Ni siquiera lo pensé, sólo reaccioné. Cuando Dig, Felicity y Malcom me encontraron estaba casi listo para marcharme. Debí recordar antes lo que Felicity me había mencionado al despedirnos de Roy: "Te enfocas tanto en proteger a la gente que quieres, que olvidas que hay gente que te quiere". En menos tiempo del que me había tomado prepararme, ellos tenían todo listo para partir. Incluido el jet de Ray. "Gracias por dejarme estar aquí para ti", fue todo lo que ella dijo. No necesitábamos más palabras entre nosotros. Felicity sabía lo mucho que significaba que ella estuviera una vez más a mi lado. Puede que no apoyara mi decisión, pero ella jamás me abandonaría. Sólo que esta vez, sería yo, pese a la promesa que le había hecho de jamás dejarla, quien debería abandonarla. Para mí no había regreso. Sólo tenía clara dos cosas: haría lo que fuera por salvar a mi hermana, no vería morir a otro Queen, no me importaba el precio que tuviera que pagar. Y esta vez, debería decirle adiós para siempre a Felicity. Si sabía que ellas estaban bien, que las mujeres que más quería en mi vida estarían a salvo, podría soportar cualquier infierno.

Nada podría haberme preparado para lo que pasó llegando a Nanda Parbat. Cuando sumergimos a Thea en el Pozo de Lázaro...lo único en que pensaba era en recuperar a mi hermana pequeña. Pero cuando Thea salió del Pozo, y me atacó, con una mirada en sus ojos que jamás olvidaré, una parte de mi no pudo evitar preguntarse ¿Había hecho lo correcto?

Tuvieron que sedarla.
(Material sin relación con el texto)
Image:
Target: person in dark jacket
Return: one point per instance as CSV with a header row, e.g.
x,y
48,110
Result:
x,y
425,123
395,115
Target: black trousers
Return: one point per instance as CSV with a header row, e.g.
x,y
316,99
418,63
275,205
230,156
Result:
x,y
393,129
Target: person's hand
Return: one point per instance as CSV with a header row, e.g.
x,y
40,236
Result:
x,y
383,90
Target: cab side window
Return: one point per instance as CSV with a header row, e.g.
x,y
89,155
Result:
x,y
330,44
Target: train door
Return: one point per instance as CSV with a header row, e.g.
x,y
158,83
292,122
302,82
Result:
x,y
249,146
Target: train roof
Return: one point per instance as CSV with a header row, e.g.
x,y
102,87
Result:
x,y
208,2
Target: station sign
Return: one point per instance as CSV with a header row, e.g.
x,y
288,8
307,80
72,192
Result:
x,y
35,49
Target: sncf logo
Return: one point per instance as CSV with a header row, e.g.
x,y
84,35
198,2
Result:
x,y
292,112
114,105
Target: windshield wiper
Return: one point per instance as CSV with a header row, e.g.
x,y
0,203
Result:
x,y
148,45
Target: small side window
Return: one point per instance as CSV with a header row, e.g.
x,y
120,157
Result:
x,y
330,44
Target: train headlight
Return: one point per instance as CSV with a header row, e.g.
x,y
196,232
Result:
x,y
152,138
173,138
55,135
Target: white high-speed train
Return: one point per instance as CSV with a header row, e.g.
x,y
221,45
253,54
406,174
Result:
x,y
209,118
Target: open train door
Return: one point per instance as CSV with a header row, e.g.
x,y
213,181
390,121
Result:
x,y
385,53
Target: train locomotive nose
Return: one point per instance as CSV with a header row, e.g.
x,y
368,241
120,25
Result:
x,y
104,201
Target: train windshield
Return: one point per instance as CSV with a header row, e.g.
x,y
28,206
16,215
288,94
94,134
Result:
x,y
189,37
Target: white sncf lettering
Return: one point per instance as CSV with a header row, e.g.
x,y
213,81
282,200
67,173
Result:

Luego de algunas horas despertó, pero...no era ella misma...era como si estuviera perdida en el tiempo, preguntando por mamá. Ni siquiera me reconoció. Sólo tenía ojos para Malcom... "Te quiero Papá", dijo antes de volver a dormirse. Iba a perder a mi hermana y ella ni siquiera sería capaz de recordarme...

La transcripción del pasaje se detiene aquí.